角館草履の『実演日記』

〓袖すり合うも多生の縁〓
草履実演での日々の出会いには、互いに何かしらの意味があるのでしょう。さて、今日の出会いは…。

あれも縁、これも縁。

2009年04月28日 | 実演日記


今日の草履は、彩シリーズ23cm土踏まず付き〔四阡円〕
ピンク基調のカラフルとかげプリントをベースに、合わせは紫基調のまだらプリントです。
色目がとてもお洒落な草履ですね。プリント柄のとかげは私が最も苦手とする爬虫類ですが、愛嬌のあるカラフルさで許したいと思います。
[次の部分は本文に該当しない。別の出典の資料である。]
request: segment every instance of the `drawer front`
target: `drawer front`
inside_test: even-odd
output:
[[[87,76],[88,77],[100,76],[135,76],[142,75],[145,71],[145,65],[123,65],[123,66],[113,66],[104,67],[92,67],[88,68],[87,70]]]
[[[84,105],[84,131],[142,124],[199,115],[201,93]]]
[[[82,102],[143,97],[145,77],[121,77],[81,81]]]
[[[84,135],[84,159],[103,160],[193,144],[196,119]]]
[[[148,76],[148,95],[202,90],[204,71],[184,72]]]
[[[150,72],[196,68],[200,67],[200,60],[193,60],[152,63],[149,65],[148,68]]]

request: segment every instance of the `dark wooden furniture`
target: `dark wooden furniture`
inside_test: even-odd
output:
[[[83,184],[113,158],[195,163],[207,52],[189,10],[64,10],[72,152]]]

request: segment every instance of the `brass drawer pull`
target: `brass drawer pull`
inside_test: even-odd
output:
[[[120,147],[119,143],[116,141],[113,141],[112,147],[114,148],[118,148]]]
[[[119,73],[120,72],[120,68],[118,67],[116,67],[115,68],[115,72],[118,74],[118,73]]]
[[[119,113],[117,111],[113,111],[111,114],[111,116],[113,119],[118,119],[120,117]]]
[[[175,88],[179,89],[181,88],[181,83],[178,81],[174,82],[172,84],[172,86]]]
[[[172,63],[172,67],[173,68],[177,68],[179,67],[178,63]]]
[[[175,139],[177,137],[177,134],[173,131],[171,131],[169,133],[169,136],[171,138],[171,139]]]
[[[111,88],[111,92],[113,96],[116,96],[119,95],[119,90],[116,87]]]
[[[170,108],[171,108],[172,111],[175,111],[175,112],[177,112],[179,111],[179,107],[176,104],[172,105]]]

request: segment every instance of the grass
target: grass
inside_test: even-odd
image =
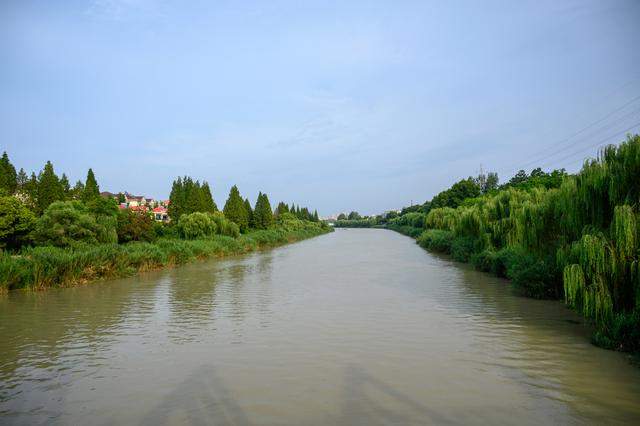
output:
[[[30,247],[0,253],[0,291],[46,289],[126,277],[138,272],[275,247],[330,232],[316,224],[274,226],[232,238],[161,238],[153,243],[99,244],[77,248]]]

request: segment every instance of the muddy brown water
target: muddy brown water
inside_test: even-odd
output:
[[[0,298],[1,424],[640,424],[561,303],[386,230]]]

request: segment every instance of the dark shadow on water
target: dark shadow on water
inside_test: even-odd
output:
[[[410,395],[373,377],[364,368],[350,364],[345,369],[343,408],[340,424],[444,424],[448,420],[416,401]],[[393,401],[391,410],[376,402],[373,393],[384,394]],[[419,419],[419,420],[417,420]]]
[[[150,411],[141,425],[248,425],[249,419],[211,365],[198,368]]]

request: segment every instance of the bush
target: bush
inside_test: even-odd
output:
[[[238,224],[224,217],[224,213],[215,212],[211,217],[216,223],[218,234],[233,238],[238,238],[240,236],[240,227]]]
[[[418,237],[418,244],[421,247],[440,253],[451,253],[452,242],[453,233],[440,229],[429,229]]]
[[[79,201],[57,201],[47,207],[34,236],[41,244],[57,247],[117,241],[113,218],[97,221]]]
[[[553,266],[532,255],[512,257],[507,267],[507,277],[525,296],[536,299],[556,297]]]
[[[173,223],[153,222],[153,233],[157,238],[179,238],[178,227]]]
[[[469,259],[474,268],[482,272],[493,272],[497,255],[493,250],[483,250],[474,253]]]
[[[508,278],[508,271],[516,263],[516,259],[519,256],[522,256],[522,254],[512,248],[498,250],[493,258],[491,272],[499,277]]]
[[[153,241],[156,237],[151,216],[130,209],[122,209],[118,212],[116,232],[118,242],[121,244],[130,241]]]
[[[19,248],[28,242],[36,217],[15,197],[0,197],[0,248]]]
[[[217,229],[216,222],[207,213],[183,214],[178,220],[180,236],[188,240],[215,235]]]
[[[473,237],[456,237],[451,241],[451,257],[458,262],[468,262],[477,247],[478,240]]]
[[[592,340],[606,349],[640,354],[640,312],[615,314],[611,325],[597,330]]]

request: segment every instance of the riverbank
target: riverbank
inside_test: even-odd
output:
[[[301,222],[275,225],[238,238],[213,235],[205,239],[162,238],[152,243],[99,244],[79,248],[33,247],[19,255],[0,254],[0,292],[43,290],[87,284],[102,279],[181,265],[194,260],[244,254],[332,232],[329,227]]]

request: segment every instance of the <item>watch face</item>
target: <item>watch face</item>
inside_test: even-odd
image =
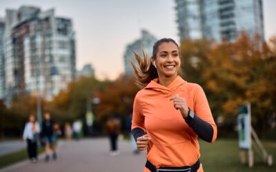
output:
[[[195,113],[193,111],[190,111],[189,116],[190,118],[192,118],[193,119],[195,117]]]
その平生地はこちらになります。




角館に晴天が戻りました。五日ぶりの青空は、それだけで朝から気分がイイですね。
長期にゴールデンウィークを取得された方はすでにお休みなんでしょう、今日の西宮家も朝からお客様が続きました。

埼玉県からお越しのおばさまふたり旅。何気に実演をご覧でしたが、角館草履の材料や健康効果をお話しすると、それぞれお気に入りの配色をお買い上げくださいました。
おばさまは、『話を聞いてみないと分らないものねぇ、最初はフツーの布草履と思ってたのよぉ』。
私が、『立ち止まっておしゃべりをしたのが“縁”っていうものですよっ』と言うと、『ほんとそうねっ、これが縁よねっ!』。

京都市伏見区からお越しの男性ひとり旅。ふらっと実演席に立ち止まると、樺草履を展示してあるパネルを眺めていました。どの程度の関心か分らなかった私は、『こんにちは』の挨拶だけで樺草履のご説明をひとまず待ちました。男性は彩シリーズの展示パネルに一度足を運び、ふたたび樺草履に見入ると、『このLサイズはもうないんですか?』。
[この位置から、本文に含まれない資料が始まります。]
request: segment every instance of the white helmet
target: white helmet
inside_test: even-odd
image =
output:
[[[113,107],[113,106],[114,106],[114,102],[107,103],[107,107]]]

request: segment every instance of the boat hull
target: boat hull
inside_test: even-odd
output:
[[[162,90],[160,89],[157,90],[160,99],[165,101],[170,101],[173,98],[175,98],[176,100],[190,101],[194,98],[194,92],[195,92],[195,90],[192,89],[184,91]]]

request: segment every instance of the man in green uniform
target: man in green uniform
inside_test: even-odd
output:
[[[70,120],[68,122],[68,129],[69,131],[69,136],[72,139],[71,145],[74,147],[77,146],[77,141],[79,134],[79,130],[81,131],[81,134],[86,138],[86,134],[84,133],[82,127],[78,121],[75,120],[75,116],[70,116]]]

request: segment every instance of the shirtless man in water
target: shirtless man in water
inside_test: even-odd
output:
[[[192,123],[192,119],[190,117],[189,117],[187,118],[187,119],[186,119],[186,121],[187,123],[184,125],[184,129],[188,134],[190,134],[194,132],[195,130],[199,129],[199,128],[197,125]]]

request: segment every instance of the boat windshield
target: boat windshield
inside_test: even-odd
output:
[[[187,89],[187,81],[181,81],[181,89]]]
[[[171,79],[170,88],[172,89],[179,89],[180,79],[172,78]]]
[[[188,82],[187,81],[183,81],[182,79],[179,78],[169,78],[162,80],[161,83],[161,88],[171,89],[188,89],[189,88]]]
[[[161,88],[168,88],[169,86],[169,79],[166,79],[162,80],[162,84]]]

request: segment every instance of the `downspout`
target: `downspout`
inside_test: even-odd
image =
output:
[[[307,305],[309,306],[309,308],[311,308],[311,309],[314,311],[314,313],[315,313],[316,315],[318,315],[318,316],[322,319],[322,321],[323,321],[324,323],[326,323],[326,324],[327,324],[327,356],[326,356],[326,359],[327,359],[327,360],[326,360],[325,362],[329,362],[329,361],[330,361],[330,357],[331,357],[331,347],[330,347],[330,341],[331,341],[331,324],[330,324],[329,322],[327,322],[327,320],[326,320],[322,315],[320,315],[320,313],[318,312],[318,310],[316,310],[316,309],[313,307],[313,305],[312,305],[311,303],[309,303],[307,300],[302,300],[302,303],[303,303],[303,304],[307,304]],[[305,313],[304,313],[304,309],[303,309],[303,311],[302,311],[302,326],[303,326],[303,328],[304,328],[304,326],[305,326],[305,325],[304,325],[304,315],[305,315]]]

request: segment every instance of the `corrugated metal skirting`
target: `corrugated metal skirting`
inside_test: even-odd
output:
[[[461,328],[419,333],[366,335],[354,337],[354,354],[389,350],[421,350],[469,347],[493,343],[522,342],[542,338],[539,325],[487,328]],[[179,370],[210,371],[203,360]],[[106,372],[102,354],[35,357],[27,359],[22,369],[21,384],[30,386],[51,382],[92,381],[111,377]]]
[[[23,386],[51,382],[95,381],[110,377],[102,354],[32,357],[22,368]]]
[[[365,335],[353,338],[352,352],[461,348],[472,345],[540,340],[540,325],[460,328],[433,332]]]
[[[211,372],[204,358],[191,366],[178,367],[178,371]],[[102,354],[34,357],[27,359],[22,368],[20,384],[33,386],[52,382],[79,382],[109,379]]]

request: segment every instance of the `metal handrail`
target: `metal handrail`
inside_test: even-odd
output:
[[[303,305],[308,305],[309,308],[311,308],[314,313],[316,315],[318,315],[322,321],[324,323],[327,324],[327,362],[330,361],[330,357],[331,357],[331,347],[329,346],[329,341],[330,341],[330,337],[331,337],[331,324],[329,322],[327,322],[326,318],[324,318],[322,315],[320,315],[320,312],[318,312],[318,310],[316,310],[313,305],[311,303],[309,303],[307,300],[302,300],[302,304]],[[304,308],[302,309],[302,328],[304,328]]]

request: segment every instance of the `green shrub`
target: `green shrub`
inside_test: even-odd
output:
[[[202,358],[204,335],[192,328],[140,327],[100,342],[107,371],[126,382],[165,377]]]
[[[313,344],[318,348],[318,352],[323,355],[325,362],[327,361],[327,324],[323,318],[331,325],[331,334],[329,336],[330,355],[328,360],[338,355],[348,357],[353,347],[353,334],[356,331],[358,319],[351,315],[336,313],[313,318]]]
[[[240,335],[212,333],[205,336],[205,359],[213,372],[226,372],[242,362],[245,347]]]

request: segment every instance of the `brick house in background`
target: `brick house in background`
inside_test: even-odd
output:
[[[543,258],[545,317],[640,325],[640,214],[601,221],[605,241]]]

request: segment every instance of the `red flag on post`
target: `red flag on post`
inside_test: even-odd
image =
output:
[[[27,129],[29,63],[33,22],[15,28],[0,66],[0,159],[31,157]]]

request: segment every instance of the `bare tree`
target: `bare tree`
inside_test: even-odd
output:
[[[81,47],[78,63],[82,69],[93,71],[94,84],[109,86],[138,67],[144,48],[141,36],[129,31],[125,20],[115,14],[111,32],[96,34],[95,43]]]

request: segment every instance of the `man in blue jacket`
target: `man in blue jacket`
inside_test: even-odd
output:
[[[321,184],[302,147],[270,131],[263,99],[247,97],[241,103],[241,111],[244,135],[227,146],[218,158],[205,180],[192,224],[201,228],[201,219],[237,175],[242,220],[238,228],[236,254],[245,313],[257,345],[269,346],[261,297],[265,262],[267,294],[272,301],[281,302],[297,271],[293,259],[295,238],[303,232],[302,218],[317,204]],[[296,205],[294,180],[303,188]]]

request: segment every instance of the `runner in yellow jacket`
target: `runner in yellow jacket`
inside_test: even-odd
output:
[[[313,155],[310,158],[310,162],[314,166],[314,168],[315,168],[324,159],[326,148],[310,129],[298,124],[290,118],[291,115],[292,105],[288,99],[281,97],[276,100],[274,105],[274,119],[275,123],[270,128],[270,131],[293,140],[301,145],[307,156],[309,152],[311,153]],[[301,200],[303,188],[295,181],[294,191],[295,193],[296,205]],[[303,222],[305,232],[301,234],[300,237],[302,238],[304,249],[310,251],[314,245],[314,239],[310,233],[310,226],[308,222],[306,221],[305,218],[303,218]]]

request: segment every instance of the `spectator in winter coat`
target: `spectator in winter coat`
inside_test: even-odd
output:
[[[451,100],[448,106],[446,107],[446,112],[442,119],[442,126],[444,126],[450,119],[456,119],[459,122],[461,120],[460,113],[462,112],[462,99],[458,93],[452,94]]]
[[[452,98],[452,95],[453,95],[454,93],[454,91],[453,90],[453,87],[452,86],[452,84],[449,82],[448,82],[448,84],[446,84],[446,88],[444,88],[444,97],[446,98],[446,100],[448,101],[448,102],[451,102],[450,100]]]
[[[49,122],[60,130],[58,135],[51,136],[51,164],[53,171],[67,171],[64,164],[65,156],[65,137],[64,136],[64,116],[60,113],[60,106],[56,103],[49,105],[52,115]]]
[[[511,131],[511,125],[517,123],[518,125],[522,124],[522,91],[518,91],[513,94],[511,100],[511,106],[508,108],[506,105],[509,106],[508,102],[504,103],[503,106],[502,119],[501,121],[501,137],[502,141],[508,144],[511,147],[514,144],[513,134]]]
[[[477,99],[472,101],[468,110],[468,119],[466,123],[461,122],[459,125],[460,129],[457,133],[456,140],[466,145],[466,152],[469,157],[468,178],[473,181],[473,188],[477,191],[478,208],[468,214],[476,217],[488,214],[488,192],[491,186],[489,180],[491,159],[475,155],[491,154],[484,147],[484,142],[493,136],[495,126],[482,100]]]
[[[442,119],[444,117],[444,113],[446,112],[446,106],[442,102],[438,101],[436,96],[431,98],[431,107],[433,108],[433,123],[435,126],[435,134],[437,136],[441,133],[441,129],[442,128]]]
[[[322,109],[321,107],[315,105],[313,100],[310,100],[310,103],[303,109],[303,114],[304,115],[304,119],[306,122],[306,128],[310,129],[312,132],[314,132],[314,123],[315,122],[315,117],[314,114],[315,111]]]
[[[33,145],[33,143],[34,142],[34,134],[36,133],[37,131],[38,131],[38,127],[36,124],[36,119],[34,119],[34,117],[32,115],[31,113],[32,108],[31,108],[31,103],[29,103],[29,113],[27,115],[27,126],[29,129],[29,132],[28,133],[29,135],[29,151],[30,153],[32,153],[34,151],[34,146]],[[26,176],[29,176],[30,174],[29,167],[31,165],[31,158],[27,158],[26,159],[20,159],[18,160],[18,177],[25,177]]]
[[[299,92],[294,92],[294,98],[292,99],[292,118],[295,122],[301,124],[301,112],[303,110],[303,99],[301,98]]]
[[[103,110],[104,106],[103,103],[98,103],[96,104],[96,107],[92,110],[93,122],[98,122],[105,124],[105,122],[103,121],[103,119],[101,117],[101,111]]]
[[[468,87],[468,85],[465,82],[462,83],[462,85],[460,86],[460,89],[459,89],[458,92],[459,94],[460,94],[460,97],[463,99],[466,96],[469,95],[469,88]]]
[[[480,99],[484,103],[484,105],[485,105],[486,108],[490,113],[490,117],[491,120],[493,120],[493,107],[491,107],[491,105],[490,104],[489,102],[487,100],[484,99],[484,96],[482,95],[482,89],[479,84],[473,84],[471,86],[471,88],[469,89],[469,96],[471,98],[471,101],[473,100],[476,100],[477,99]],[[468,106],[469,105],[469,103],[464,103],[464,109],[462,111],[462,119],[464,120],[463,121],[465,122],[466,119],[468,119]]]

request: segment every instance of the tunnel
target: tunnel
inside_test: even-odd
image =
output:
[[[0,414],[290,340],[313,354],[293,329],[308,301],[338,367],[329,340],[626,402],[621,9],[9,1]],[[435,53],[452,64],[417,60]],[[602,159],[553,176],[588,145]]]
実は今春も樺草履がなかなかご好評で、すでに在庫は23cmと24cmがひとつずつ残っているだけです。私もそれが気になっていて今朝樺染めの布地在庫を調べたところ、かろうじて一足分だけはありました。その材料を今日の実演で編むため持ち込んでいたんです。
めでたく当面最後の一足は、こちらの男性のご予約分と相成りました。男性にもお話したのですが、なかなかないご縁と思いますね。
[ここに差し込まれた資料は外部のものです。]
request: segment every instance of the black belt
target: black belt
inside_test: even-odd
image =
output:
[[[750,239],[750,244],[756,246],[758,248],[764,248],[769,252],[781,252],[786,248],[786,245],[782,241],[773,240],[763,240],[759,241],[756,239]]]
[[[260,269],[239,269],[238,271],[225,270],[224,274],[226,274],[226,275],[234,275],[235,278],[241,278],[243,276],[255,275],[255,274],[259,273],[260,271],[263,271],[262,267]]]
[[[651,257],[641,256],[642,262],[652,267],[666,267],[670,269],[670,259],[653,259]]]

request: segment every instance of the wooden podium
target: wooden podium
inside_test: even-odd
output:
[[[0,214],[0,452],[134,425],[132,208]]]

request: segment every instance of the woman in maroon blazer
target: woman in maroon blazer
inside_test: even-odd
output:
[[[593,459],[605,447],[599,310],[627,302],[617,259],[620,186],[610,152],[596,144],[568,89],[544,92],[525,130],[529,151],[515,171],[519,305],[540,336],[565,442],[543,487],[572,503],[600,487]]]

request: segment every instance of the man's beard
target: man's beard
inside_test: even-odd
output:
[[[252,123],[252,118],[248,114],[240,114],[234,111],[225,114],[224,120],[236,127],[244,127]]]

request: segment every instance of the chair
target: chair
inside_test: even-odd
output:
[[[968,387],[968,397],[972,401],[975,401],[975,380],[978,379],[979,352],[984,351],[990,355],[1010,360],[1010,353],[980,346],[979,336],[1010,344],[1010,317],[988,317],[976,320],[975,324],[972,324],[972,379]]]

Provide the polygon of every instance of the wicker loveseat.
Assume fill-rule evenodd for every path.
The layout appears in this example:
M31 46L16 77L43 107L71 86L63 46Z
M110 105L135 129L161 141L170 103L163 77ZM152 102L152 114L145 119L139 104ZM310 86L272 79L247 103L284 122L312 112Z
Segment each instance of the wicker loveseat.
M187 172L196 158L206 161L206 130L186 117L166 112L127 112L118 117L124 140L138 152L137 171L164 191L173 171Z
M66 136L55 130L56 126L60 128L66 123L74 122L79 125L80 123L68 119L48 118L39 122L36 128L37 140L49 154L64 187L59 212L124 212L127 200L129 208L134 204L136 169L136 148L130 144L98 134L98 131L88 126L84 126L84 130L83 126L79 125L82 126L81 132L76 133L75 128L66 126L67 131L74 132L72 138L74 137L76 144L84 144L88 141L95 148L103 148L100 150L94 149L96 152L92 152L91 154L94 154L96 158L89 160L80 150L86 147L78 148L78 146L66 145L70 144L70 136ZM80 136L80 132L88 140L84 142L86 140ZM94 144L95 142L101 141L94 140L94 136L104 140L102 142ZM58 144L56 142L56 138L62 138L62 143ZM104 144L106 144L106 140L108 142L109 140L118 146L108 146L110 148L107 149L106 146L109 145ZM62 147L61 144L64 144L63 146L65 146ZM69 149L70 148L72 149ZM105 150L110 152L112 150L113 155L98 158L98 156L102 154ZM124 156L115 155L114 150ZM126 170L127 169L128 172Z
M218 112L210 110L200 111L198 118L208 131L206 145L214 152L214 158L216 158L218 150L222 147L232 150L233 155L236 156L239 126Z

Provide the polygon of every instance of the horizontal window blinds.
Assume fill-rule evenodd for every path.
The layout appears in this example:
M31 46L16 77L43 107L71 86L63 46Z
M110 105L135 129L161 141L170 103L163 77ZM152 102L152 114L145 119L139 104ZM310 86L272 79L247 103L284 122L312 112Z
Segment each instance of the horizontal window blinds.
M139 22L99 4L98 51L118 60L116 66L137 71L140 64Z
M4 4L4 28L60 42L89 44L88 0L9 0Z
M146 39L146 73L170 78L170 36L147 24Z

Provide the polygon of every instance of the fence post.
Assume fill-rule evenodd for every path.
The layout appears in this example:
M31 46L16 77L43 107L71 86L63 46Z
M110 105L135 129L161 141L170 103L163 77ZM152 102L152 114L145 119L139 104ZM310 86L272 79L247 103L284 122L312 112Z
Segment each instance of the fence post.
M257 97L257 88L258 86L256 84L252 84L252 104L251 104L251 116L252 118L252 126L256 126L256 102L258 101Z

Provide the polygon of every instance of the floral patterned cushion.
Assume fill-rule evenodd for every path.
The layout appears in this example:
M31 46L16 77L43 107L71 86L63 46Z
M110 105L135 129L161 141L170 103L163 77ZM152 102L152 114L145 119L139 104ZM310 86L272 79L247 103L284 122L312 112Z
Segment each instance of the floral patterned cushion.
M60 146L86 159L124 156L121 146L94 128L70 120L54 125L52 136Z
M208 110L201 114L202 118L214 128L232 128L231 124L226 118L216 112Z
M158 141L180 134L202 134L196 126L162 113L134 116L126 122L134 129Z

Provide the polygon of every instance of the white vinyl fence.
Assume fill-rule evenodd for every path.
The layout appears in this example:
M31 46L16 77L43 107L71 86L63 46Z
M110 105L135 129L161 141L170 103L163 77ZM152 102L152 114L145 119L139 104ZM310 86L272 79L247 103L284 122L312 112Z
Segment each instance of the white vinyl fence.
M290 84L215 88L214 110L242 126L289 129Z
愛知県春日井市からお越しのご夫婦旅。実演をご覧になり角館草履の健康効果をご説明すると、『お土産にこれがイイんじゃない!?』との話になりました。
私の草履は「ご自分用」が圧倒的多数で、ご自分用はお買い上げにならずお土産用とする方は比較的少数です。私もその考え方には賛成で、まず旅は自分のため、そこでするお買い物もまずは自分のためが最初と思っているからなんですね。

ただしこちらのご夫婦がお土産とするお相手は、83歳になるご両親宛てだったんです。『誕生日も近いし、母の日も近いですからねっ』とご主人。このお話には私も熱くなりました。
そのとき今日の実演で編んだばかりの、男女ペアに最も人気の高い定番②定番①がありました。ご夫婦へこちらをお勧めすると即決です。『おじいちゃんもおばあちゃんもきっと喜んでくれますよっ』と言うと、おふたりとも笑顔で頷いてくれましたね。

齢83歳の老夫婦がふたりで角館草履を履いてくださったなら、作り手としてこの上ない嬉しさですよ。今月逝去した「じっちゃ」と「ばっちゃ」をふと思い出しました。
お帰り際のご主人、『ずーっと元気で草履を編んでくださいねっ』。私はお返ししました、『元気で実演しているうちに、もう一度逢いませんか?』。

縁があれば、きっと逢えると思います。